Even the King Street car park has a QUT connection with industrial design alumnus Tom Emmett’s award-winning artwork in its façade, which is Brisbane’s largest public art installation. His design was inspired by the continual flow of people, ideas, producers, livestock and culture through the Brisbane Showgrounds over 100 years, and incorporates 58,000white diamond-shaped pixels, installed in five days by over 150 volunteers.
This year Creative Industries students have been working on a range of other King Street Precinct projects for Lendlease, including a ‘Sleep Refresh Work Relax’ brief which, on paper, transformed the Royal Snack Bar into a Micro Hotel.
Second year interior design students were asked to design a destination experience for ‘Global Nomads’ visiting Brisbane for business or pleasure. They re-imagined compact hotel rooms, public spaces and an aligned retail facility for a particular client demographic. The project was inspired by Brisbane’s subtropical climate, the unique site and context of the RNA showgrounds and Lendlease’s four development pillars.
QUT Lecturer in Interior Design and project coordinator Natalie Wright said the students showcased their diverse skillset by producing fresh, unconventional design outcomes for their portfolios while opening up future career opportunities though their real world industry experience.
“Working closely with a national organisation and industry leader like Lendlease gives QUT students a major head start when they are ready to seek employment,” said Ms Wright.
“This kind of opportunity inspires them, gets them noticed, expands their networks and boosts their project management, teamwork and social skills.
“The King Street Precinct in particular, has also given them an important insight into the tremendous impact creative industries can have in a community.”
In semester two, Lendlease will provide a live brief to Bachelor of Creative Industries students who will visit the King Street Precinct, develop project ideas and pitch them.
Bachelor of Creative Industries course coordinator Dr Sarah Winter said the students would have six weeks to come up with an idea.

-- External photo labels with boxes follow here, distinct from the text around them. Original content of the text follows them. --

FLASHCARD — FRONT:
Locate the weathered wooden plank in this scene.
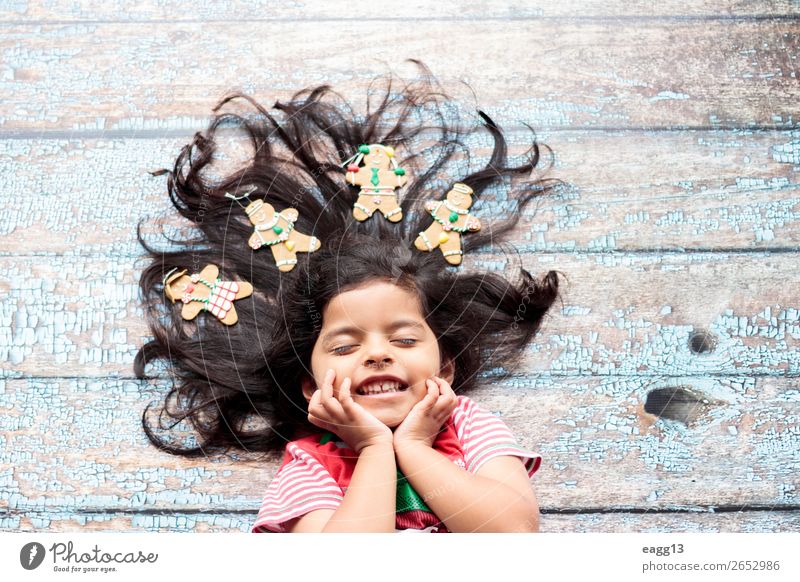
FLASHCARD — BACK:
[0,132,800,256]
[0,253,800,377]
[0,18,800,135]
[0,376,800,512]
[0,0,800,26]
[6,510,800,533]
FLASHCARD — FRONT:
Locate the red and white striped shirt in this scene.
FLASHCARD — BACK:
[252,396,542,533]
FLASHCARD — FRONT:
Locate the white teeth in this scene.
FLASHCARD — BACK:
[358,380,403,395]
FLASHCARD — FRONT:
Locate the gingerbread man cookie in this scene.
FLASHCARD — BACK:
[225,191,322,272]
[344,144,408,222]
[164,265,253,325]
[414,183,481,265]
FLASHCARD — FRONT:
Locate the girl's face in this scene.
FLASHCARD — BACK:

“We allow flexibility for the students to develop ideas that come from a design thinking process of empathy. So each project is designed as a response to a need,” Dr Winter said.
“The brief from Lendlease essentially asks the students to develop ideas to enliven the precinct and encourage people to visit and experience all that the King Street Precinct has to offer.
“King Street is seen as the ‘front door’ to the re-imagined Brisbane Showgrounds space and community.
“Lendlease has four project place pillars considered in all redevelopment plans – paddock to plate, hyper local, modern history and urban eclectic. These concepts will guide our students in their design thinking.”
Future King Street projects that will involve QUT students include the fitout of 25 King St, the world’s tallest engineered timber office building. Students will investigate workplace design principles, the Green Star compliance and the structural and services aspects of the building.
Michelle Wooldridge Project Director, Brisbane Showgrounds, said the company was enriched through its engagement with QUT’s Creative Industries students.
“It’s a win-win really. We know the students get a lot of working with us in terms of real world experience and building their resume but it also keeps Lendlease in touch with fresh new ideas,” Ms Wooldridge said.
“It is a really positive way to foster bright young design minds who will be responsible in future for creating liveable and sustainable environments like that which is being created at Brisbane Showgrounds which has made it the most exciting new inner-city suburb to live, work and play in.
“The King Street Precinct is the heart and soul of that suburb and QUT’s students have shown they are able to read and set trends that appeal to the community.
“There is also the added benefit of talent spotting for future employees of Lendlease and associated design and architectural firms. We are always on the look-out for people with an innovative approach to urban development.”